FETÖ'cü askerlere garanti de verildi. Darbe soruşturması kapsamında gözaltına alınan generaller arasında bulunan Hava Kuvvetleri Kurmay Başkanı Hasan Hüseyin Demirarslan'ın Suriye'deki angajman kurallarının değişmesiyle ilgili Genelkurmay Başkanlığı'na yazdığı yazı, sadece üs komutanlığına yollanması gerekirken, teamüllere aykırı olarak alt birliklere de yollandı. Böylelikle FETÖ'cü subaylara, “Biz kendimizi garantiye aldık, planları yapabilirsiniz” mesajı verilmiş oldu.

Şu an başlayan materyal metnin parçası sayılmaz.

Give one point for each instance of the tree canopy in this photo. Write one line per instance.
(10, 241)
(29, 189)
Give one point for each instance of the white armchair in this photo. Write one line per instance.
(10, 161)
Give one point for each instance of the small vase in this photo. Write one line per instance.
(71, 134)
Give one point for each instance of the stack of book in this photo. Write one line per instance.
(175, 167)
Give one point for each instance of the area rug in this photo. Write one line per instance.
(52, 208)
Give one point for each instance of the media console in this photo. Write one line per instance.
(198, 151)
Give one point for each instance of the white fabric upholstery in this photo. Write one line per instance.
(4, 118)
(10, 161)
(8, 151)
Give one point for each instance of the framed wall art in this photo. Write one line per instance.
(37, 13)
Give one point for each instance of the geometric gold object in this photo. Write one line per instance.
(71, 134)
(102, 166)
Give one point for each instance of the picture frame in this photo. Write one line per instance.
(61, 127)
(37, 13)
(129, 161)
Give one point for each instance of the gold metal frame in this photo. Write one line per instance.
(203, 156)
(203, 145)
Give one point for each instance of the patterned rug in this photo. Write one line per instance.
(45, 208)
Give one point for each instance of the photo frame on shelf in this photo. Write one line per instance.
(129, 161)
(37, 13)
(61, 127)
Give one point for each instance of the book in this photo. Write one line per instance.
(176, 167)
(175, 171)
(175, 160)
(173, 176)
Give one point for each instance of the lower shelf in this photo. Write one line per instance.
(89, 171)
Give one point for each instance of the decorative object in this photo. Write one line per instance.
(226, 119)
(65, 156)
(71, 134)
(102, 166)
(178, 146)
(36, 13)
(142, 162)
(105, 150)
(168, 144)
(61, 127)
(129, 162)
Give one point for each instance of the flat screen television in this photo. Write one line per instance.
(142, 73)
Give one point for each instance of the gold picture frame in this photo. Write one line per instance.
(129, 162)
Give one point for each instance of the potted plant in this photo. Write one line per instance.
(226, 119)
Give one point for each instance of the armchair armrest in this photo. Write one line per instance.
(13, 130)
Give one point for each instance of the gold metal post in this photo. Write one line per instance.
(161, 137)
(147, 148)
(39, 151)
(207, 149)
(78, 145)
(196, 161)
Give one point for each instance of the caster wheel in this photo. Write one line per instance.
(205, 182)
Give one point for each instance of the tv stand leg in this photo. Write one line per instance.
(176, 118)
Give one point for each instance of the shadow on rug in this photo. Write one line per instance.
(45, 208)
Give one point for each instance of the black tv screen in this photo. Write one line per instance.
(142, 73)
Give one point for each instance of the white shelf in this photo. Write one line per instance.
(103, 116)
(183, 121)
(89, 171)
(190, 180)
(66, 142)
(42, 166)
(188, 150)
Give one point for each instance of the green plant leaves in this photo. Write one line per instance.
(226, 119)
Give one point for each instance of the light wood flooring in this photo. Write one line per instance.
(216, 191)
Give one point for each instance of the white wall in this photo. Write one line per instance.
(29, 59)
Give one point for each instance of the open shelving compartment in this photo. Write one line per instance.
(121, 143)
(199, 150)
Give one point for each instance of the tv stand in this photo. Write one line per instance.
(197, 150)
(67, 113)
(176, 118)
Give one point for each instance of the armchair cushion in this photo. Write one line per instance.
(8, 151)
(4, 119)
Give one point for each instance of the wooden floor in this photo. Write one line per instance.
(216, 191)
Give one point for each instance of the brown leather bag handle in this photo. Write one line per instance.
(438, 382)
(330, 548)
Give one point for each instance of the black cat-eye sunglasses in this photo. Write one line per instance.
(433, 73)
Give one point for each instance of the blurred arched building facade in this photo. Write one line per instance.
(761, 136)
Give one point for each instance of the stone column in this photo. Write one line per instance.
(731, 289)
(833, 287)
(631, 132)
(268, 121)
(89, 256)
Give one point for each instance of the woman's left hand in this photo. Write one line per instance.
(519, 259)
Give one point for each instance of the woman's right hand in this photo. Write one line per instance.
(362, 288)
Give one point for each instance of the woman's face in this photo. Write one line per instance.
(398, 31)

Oysa ki havacıların mutlaka uyması gereken çatışma kuralları, düşmanca niyet veya düşmanca hareket görmeden vurulmamasını emrediyor. Yasakları belirleyen çatışma kuralları gereği, Türkiye'nin hava sahasını ihlal eden uçağı vurması için bu yasakları NATO kurallarına uyarak kaldırması gerekiyordu. Türkiye bu yasağı kaldırma yetkisini ise ancak, “Kendini Koruma (havadaki uçaklara ateş açılması), Düşmanca Hareket (uçağın ateş açması) ve Düşmanca Niyet (15 saniyeden fazla kilit atma, Türkiye üzerinde uzun süre uçması veya devlet binalarına doğru yönelmesi)” halinde kullanabiliyor. Yine NATO kurallarına göre Çatışma Kuralları konulması için ülkelerin iki soruya cevap araması gerekiyor: Birincisi kuralı uygulayabilecek gücüm var mı? İkincisi ise, düşmanca hareket var mı veya vurduğumda askeri kazanımım var mı? Türkiye'nin Rus uçağını vururken bu iki sorudan ikincisini es geçtiği açıkça görülüyor.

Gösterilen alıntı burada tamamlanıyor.